L'educazione prima di tutto

Ammetto in passato di esserci caduto anche io in questa golosa e perfida tendenza di sentirsi sovrastimati perché si scrive qualcosa sul web o si ha un qualche profilo con tanti follower sui social network.

L’auto celebrazione è un terreno pericoloso, soprattutto su internet, un sentiero dalla durata incerta e che lascia ai posteri un’espressione del sé talvolta scomoda e ingombrante.

Di problemi con società di servizi ne abbiamo tutti, quotidianamente. Abusare, o meglio sfruttare, la popolarità dei propri profili online per ottenere risultati pratici e rapidi a disservizi dai primi causati è lecito e così fan tutti oserei dire.

E qui parte il circo del cane che si morde la coda.

Se io brand voglio far bella figura intervengo subito sistemo il disguido e so che questo o quella influencer parlerà poi bene della mia azienda. Tuttavia agli occhi dell’azienda questo non è altro che un semplice cliente che come milioni di altri paga per un servizio allo stesso modo.

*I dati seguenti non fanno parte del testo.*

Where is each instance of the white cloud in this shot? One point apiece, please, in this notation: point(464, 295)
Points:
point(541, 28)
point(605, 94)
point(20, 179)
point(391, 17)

È una situazione nella quale mi sono ritrovato vestendo entrambi i ruoli. È senz’altro un pacifico scambio di favori e soprattutto di caring a più alto livello che per il brand si trasforma in un’opportunità di comunicazione e visibilità e per il cliente “VIP” in una soddisfazione tutta da sbandierare.

In tutto questo ballare e fottersi a vicenda c’è una cosa che proprio non tollero: la maleducazione.

E ci sono tanti motivi.

Se arriva dal cliente importante:

  • La tua bolletta vale tanto quanto quella del pensionato vicino di casa

  • Non sai mai nella vita cosa possa succedere. Quella stessa società con la quale stai smadonnando e lanciando improperi non ripetibili potrebbe un giorno diventare tuo cliente a sua volta, oppure ancora meglio potresti andarci a lavorare

  • Fai la figura di quello che si fa grande solo perché ha tanta visibilità, facendo capire che a) questa o quella azienda sistema i casini solo se si fa casino a nostra volta, b) per chi non ne ha le forze perché non ha seguito online è condannato a patire l’inferno in terra

Se arriva dall’azienda:

  • Non puoi. Non ti è concesso

Se mai ti capiteranno casini di questo tipo, ricorda di incazzarti sì, ma con educazione.